The production of history inevitably involves the manipulation of the dead. Using case studies from France, the United States, and South Africa, this panel explores different ways that the living have used the dead to process difficult legacies of violence, particularly when constructing historical narratives. In “Skeletons under the Streets” Erin-Marie Legacey examines how early-nineteenth-century Parisians responded to the public display of bones from one of the French Revolution’s most notoriously violent episodes. She demonstrates how conservatives’ attempts to create an expiatory monument out of these unfortunate remains fell flat among a population that was looking to resolve and move beyond their tumultuous past. This denial of violence contrasts sharply with how the Transcontinental Railroad companies addressed the violent past of the Overland Trail. In “Railroad History,” Sarah Keyes highlights how railroad companies used the graves of emigrants, many of whom died violently, to craft a triumphant narrative of the history of westward expansion. As Keyes explains, promotional materials encouraged railroad travelers during the Gilded Age to compare their current safety with the dangers that emigrants faced a generation earlier. The historical narrative that Tiffany Jones unearths in “Memory and Reclaiming Ancestors’ Bodies” is decidedly less triumphant, as she details how indigenous African groups struggled throughout the twentieth century to gain control over the remains of their nineteenth-century ancestors, whose remains had been on display in places as far flung as Paris and the Scottish Highlands. Jones argues that by repatriating their dead, South Africans were forced to confront the injustices of their past and reassess their national history. Whether they were ignoring recent violence, sensationalizing it, or attempting to come to terms with it generations later, the French, American, and South African populations who appear in these papers all readily acknowledged the vital role that the dead played in this difficult process.
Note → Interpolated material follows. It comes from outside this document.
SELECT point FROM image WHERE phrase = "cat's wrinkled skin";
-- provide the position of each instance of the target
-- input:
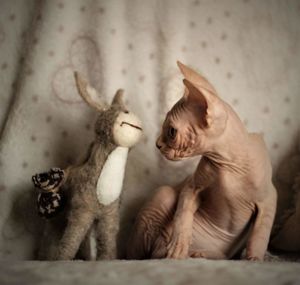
(227, 204)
All three papers on this panel also address the importance of location when discussing the dead's ability to represent the past. Each dead body that appears in this panel was out of place in some way: on display ninety-feet below the city; in perpetual emigration to the frontier; or nine thousand miles from home. Although this dislocation could be deeply traumatic, it could also be (re)generative. Jones argues that South African peoples’ ongoing struggle to relocate and rebury their ancestors became a way to contest the past and represent the birth of a “new” South Africa. Similarly, Legacey and Keyes demonstrate how the itinerant and semi-anonymous bones along Overland Trail or in the Paris Catacombs turned previously chaotic spaces into powerful sites of regional identity.
Thomas Laqueur, author of The Place of the Dead: A Cultural History of Mortal Remains (Princeton, 2015), will provide commentary and Andrew Bernstein, author of Modern Passings: Death Rites, Politics, and Social Change in Imperial Japan (University of Hawaii, 2006) is session chair.